Wanted to know if it was ok to paint crown molding and chair rail the same color but not the same color as the walls and ceiling. I am painting the ceiling white, the walls blue and I wanted to incorporate a tan in the room. would painting the crown molding and chair rail tan be ok? thx


----------



## sausagefingers

More than ok, you SHOULD paint them a different color. There is no point in even putting the stuff on your walls if it's going to be the same color as everything else. You should do the baseboard the same color as the crown and rail too.


----------



## Dana11

Don't need to match them with the wall match colors all your furniture. 


Dana


----------



## almasu

absolutely not!!! unless you are never selling the house or plan to repaint it later. 

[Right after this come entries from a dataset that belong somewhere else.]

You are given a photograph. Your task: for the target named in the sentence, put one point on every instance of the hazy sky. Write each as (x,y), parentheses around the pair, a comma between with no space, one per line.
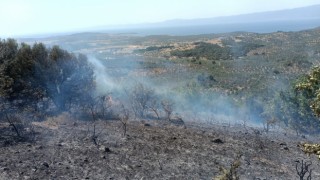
(19,17)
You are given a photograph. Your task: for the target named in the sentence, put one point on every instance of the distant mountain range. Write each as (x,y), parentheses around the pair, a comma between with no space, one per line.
(298,14)
(285,20)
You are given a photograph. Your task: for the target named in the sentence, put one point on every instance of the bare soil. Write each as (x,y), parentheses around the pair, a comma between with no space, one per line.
(150,150)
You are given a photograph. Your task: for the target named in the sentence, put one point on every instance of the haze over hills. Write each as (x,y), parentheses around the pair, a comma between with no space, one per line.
(262,22)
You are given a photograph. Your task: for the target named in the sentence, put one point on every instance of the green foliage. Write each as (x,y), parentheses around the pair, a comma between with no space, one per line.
(205,50)
(309,87)
(28,75)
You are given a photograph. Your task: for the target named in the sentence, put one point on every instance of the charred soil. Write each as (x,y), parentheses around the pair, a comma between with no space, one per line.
(151,150)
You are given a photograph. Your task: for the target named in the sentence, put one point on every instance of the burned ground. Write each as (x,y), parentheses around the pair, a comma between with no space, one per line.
(63,149)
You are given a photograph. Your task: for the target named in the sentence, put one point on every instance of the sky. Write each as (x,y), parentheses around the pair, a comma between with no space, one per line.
(28,17)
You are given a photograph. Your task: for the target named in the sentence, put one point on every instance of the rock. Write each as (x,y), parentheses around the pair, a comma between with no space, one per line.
(45,164)
(286,148)
(177,121)
(217,141)
(147,125)
(39,147)
(104,149)
(283,144)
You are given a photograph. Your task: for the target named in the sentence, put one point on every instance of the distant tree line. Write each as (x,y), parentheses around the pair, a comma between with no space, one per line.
(205,50)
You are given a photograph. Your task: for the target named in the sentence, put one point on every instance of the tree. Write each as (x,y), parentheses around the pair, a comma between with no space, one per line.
(309,87)
(28,75)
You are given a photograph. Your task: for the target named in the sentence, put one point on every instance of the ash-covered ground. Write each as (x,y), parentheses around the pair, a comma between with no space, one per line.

I live in an older house with beautiful thick molding everywhere, but thoughtless previous owner decided to paint the molding in most rooms blue. It is a VERY personal taste and I HATE it! HATE IT! It is a painstaking and time consuming job to repaint and if you don't have the time, patience or resources to sand down every piece, it looks like old molding under heavy paint. 

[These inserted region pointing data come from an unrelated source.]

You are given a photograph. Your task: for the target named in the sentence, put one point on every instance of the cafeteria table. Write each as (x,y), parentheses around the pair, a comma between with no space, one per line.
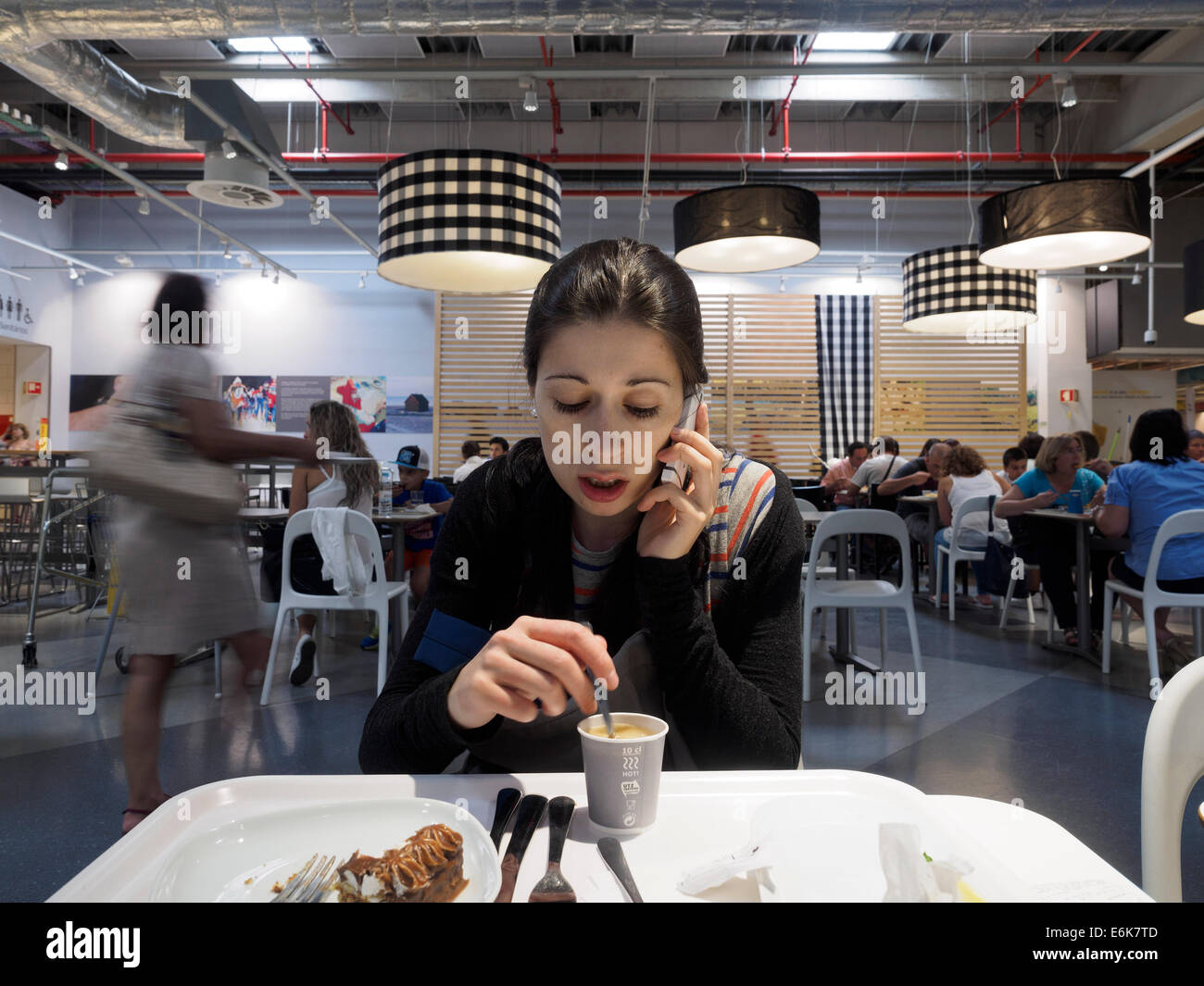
(701,817)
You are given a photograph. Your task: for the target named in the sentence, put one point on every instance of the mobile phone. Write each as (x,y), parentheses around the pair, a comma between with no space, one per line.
(679,472)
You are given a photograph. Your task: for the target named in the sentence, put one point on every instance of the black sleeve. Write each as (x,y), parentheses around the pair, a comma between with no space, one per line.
(739,708)
(408,729)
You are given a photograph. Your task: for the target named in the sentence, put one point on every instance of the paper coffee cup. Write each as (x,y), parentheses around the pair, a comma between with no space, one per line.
(622,777)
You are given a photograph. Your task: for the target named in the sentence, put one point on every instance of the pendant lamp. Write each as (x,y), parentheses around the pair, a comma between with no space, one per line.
(1075,223)
(1193,283)
(947,292)
(746,228)
(473,221)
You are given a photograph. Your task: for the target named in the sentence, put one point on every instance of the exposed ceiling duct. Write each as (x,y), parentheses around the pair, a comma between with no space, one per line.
(40,37)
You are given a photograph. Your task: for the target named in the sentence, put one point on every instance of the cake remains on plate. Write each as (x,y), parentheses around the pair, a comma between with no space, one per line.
(429,867)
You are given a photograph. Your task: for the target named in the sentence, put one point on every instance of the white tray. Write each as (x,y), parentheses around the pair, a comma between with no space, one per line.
(701,818)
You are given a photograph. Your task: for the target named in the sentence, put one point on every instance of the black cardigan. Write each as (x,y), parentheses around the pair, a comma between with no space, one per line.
(733,678)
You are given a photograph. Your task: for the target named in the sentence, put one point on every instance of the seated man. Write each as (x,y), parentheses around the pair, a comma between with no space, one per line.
(1015,464)
(837,478)
(414,468)
(916,477)
(472,457)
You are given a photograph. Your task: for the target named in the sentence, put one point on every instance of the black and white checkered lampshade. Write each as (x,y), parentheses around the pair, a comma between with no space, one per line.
(473,221)
(947,292)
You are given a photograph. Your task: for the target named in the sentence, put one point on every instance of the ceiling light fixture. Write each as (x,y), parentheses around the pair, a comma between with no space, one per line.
(1075,223)
(853,41)
(741,229)
(290,44)
(947,292)
(507,247)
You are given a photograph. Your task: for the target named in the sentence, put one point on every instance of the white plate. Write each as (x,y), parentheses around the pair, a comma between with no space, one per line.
(242,860)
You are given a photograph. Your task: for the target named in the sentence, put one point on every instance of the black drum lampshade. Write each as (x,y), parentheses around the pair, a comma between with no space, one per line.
(1064,224)
(473,221)
(1193,283)
(947,292)
(746,228)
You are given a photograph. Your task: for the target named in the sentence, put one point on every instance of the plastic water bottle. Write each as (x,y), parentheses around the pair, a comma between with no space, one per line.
(384,499)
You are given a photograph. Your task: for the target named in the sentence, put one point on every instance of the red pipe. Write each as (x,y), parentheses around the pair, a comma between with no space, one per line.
(843,156)
(618,193)
(1040,81)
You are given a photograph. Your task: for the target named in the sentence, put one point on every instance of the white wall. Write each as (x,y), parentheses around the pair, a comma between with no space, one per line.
(1058,356)
(1121,395)
(49,296)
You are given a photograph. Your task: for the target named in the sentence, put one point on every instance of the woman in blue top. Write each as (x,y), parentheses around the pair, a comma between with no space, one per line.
(1058,481)
(1160,480)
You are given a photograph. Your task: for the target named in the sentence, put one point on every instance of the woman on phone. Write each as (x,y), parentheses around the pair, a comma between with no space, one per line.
(554,568)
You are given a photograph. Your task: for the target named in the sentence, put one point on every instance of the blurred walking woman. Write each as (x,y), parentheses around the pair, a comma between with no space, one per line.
(691,593)
(169,616)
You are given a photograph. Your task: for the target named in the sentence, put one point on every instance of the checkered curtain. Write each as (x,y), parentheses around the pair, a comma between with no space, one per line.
(844,345)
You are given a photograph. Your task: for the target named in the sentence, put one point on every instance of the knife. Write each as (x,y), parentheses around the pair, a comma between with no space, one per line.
(507,801)
(612,854)
(528,820)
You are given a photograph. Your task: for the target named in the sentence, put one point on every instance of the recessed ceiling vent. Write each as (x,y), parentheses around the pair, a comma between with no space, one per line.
(237,182)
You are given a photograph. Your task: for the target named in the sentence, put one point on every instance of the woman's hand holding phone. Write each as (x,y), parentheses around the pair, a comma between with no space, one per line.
(673,518)
(533,658)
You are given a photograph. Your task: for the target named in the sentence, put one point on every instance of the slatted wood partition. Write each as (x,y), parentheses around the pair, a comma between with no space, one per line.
(946,387)
(480,387)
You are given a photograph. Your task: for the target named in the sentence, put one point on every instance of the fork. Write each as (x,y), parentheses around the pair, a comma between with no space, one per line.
(553,888)
(309,884)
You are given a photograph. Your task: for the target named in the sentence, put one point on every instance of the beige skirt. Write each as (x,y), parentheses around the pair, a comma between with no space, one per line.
(184,583)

Think of resale value before doing something as unconventional. I for one would never again buy a house with colored molding.


----------



## Vikki Foley

You can paint the crown and chair rail a light tan but I would not darker than 70 LRV (light reflectivity value). The ceiling can go a white (or off white) and drywall above the your blue color. 

The point is to have *contrast* between the millwork, e.g, crown and chair rail, and the dry wall colors, e.g, ceiling and walls.

Happy painting!

Vikki Foley


----------



## vsheetz

For resale and wide appear, I would do the ceiling in a color a few shades lighter than the walls - walls and ceiling using a flat finish. And all the moldings (crown, base, chair, case) a white using SW waterborne enamel in semi-gloss finish.


----------



## Deedle

It doesn't sound like you are painting for resale so I say GO WITH WHAT MAKES YOU HAPPY! If you want to add tan into the room, your idea is a great way to do it. I agree that the baseboard, chair rail, and crown molding should all match but it's fine that they are different from the walls and ceiling. Definitely make sure the ceiling is a matte finish or it will reflect any and all imperfections.

Tan can be a tricky color so make sure you compare paint chips with the blue you are using and even paint a sample to compare. I have found "tan" can end up looking a lot GREENER or YELLOWER than you intended if you're not careful!


----------



## Italgrl

*I agree, they should be a different color.*

Something neutral, something elegant. You don't want to be trendy with molding. 

Mine were stained a dark stain when I bought the house. I thought I would paint them white, but my interior decorator friend talked me out of it.


----------